Jan. 23rd, 2019
The demon became her weapon in that moment, the instrument of her revenge upon everyone, anyone, that dared to stand in her path. She knew the intent of the angel, he would try to banish the demon, to send Azazel back to hell. That she could not allow.
So thinking she wrapped the demon within her memories again, harnessing the outrageous amount of power that it still possessed at its disposal and sharpening it as she called upon the times that she’d had to explain one bruise after another to her teachers, how she had tried and failed to explain why she couldn’t make friends because she trusted no one, and why she didn’t want to go home sometimes after school. So much of it had been treated as mundane and easily-explained by school counselors and teachers, and yet none of them had even guessed at the truth. These memories and so many more, more than any child her age should ever have, allowed her to wield the demon like a tool, blocking every attack the angel sent her way, battering the winged opponent about like a toy in the paws of a very angry and very demented feline.
It took far less time than she’d anticipated to almost literally disarm the angel, as she watched the divine creature glare at her in confusion and abject hatred. She knew very well that killing an angel would condemn her for all eternity, but she had a ready solution for this as well.
“God, will never, love you,” the angel growled, trying in vain to hold his left arm up with his right. The muscles beneath the flesh had been sundered, and his arm was hanging on by just a few thick bands of flesh.

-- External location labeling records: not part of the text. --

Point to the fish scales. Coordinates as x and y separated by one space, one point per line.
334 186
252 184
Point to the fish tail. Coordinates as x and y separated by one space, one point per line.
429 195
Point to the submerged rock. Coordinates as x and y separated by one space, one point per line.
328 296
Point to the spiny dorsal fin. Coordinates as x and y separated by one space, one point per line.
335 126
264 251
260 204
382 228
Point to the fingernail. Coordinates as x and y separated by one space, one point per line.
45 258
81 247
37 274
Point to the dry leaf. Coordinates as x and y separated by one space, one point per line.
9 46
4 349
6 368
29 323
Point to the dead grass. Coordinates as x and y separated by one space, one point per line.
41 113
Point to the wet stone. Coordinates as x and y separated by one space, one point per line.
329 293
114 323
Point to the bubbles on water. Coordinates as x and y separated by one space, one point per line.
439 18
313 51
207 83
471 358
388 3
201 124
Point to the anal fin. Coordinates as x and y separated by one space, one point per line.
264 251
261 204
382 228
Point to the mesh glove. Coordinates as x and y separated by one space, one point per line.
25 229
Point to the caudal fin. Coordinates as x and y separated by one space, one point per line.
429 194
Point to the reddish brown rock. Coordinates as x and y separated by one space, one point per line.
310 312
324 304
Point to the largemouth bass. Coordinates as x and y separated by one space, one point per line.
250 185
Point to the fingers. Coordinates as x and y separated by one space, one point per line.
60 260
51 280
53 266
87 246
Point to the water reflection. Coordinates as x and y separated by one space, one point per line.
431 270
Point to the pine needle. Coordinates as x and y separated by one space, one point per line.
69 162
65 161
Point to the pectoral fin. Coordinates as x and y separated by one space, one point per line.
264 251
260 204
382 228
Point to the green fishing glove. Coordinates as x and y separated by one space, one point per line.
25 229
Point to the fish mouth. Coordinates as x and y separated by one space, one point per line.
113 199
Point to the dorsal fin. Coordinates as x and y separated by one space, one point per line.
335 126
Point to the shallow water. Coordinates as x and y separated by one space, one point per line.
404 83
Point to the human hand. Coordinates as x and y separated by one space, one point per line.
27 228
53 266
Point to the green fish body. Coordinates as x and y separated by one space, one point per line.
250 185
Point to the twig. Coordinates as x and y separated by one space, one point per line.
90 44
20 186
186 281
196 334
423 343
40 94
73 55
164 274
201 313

“No one ever has,” she growled with Azazel’s voice, “There’s no reason to expect it now.”
Reaching down she felt the smooth, worn grip of the angel’s blade, a wondrous weapon that Azazel attempted to avoid, but could not as she commanded him to pick it up. The weapon hissed and sizzled within her palm, but she felt no pain as the demon tried to escape, to back away, to flee from her mind and body in that moment. But it could go nowhere, as it had been caught. Her anger was deeper, darker, and far more powerful than anything either celestial creature could have imagined.
“Do not do this,” the angel pleaded, “Do not let-”
That was all she cared to hear as she rammed the tip of the blade into the angel’s throat, forcing Azazel to twist it savagely as he did, opening a wider wound and forcing the angel to choke and gargle his last few breaths as blood streamed from his mouth. As the demon pulled the blade free the angel collapsed, dissipating slowly as soon only wispy, ashen motes were left of his body.
What now? The demon’s voice was weakened, but she could feel the power it had yet to give. Amaya looked over her shoulder, back at the mainland. The crimson within her gaze burned brightly as she thought of home, and of business left unfinished.